Providing Regulatory Relief for Main Street Banks

The major congressional response to the Financial Crisis was the passage of the Dodd-Frank Act in 2010, putting many restrictions on U.S. financial institutions in hopes of ending “too big to fail.”  The problem is that the new regulations often apply to the many low risk, traditional, main street banks which did not cause the financial crisis.  The new regulations hamper the ability of these smaller banks to lend money to their regular customers, thereby slowing down the economic growth we need for full recovery from the recession.
CaptureThomas Hoenig, Vice Chair of the Federal Deposit Insurance Corporation, has recently made some common sense recommendations for alleviating this problem.
He proposes to provide relief for financial institutions which meet the following criteria:

  • Banks that hold zero trading assets or liabilities.
  • Banks that hold no derivative positions other than interest rate swaps and foreign exchange derivatives.
  • Banks whose total value of all derivative exposures is less than $3 billion.
  • Banks which have a ratio of equity-to-assets of at least 10%. Most community banks meet this criteria and the number is within reach for those which do not.

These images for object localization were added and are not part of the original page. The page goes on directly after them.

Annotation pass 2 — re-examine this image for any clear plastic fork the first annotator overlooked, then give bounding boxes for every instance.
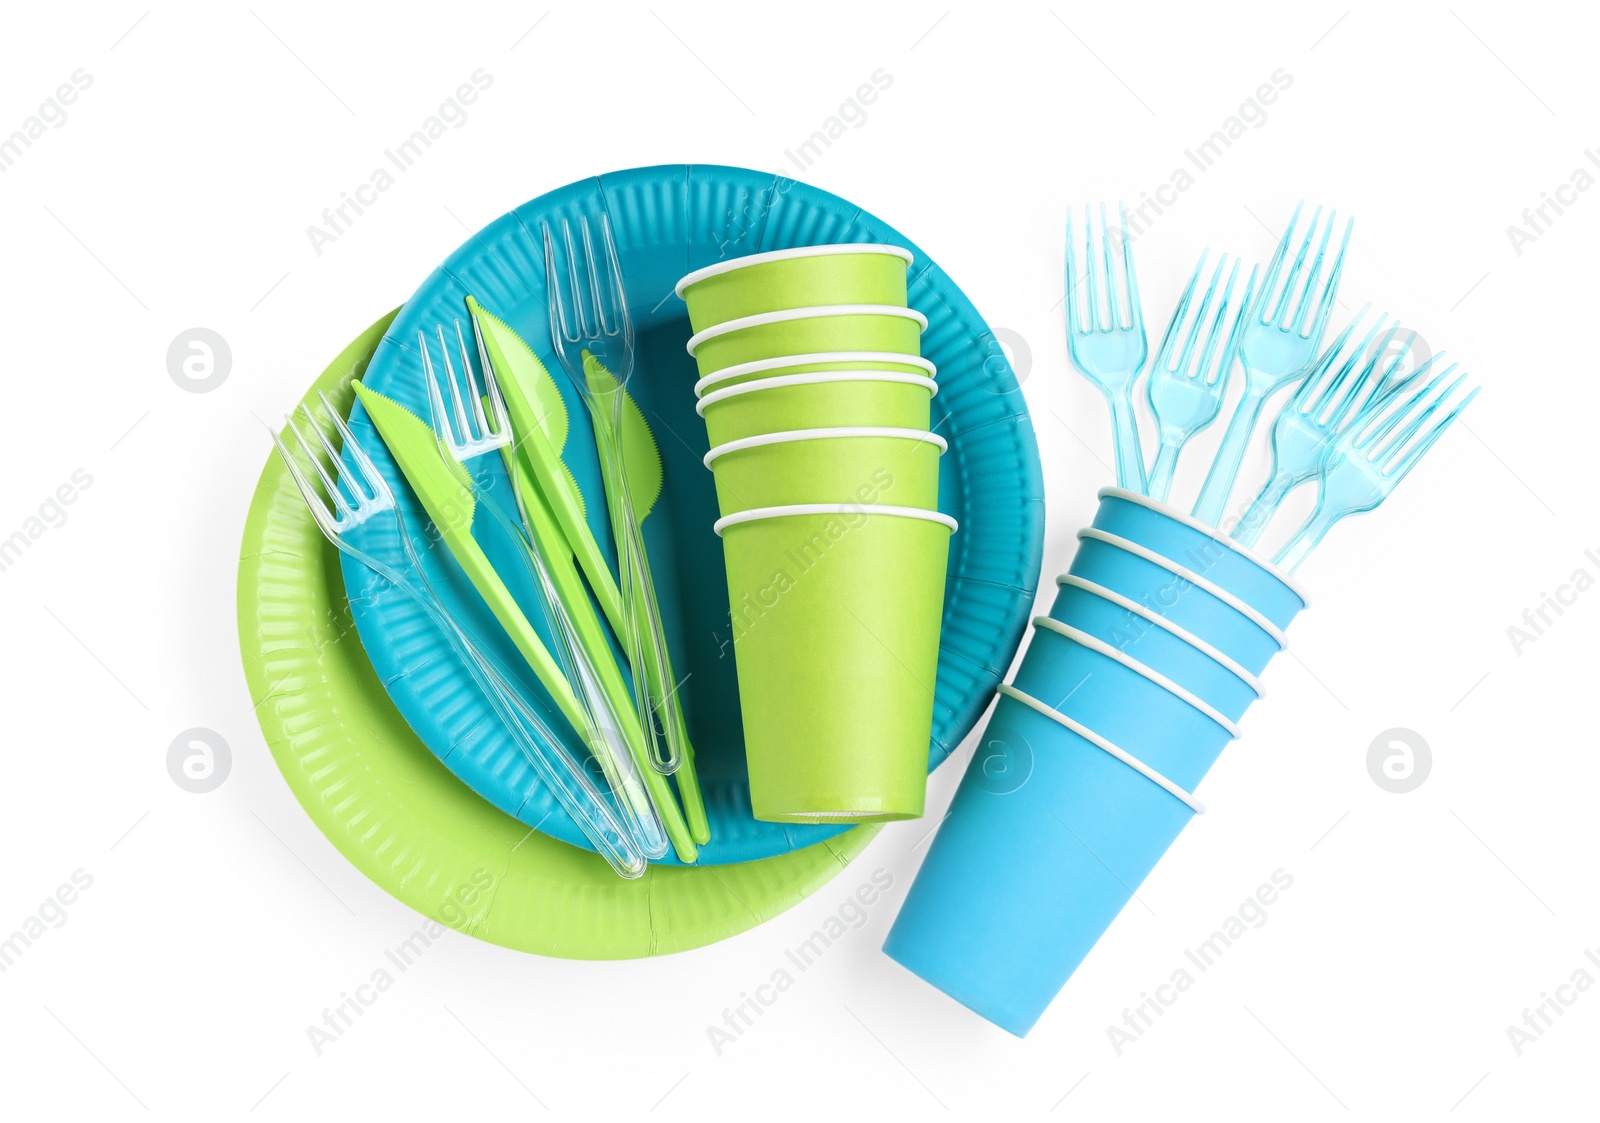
[268,391,648,878]
[1143,252,1257,502]
[1192,203,1353,525]
[1273,361,1478,571]
[541,213,691,786]
[1065,203,1148,491]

Of more than 6500 commercial banks, only about 400 do not meet the first three criteria.  None of the banks with more than $100 billion in total assets meet these criteria. Banks which qualify could receive relief such as:

  • Exemptions from Basel capital standards and risk-weighted asset calculations.
  • Allowing for examiner judgment in eliminating requirements to refer “all possible or apparent fair lending violations to Justice” if judged to be de-minimis or inadvertent.
  • Exemptions from appraisal and stress test requirements.
  • Allowing an 18-month examination cycle as opposed to the current 12-month cycle.

Mr. Hoenig’s conclusion: “For the vast majority of commercial banks that stick to traditional banking activities, and conduct their activities in a safe and sound manner with sufficient capital reserves, the regulatory burden would be eased.  For the small handful of firms that have elected to expand their activities beyond commercial banking, the additional regulatory burden is theirs to bear.”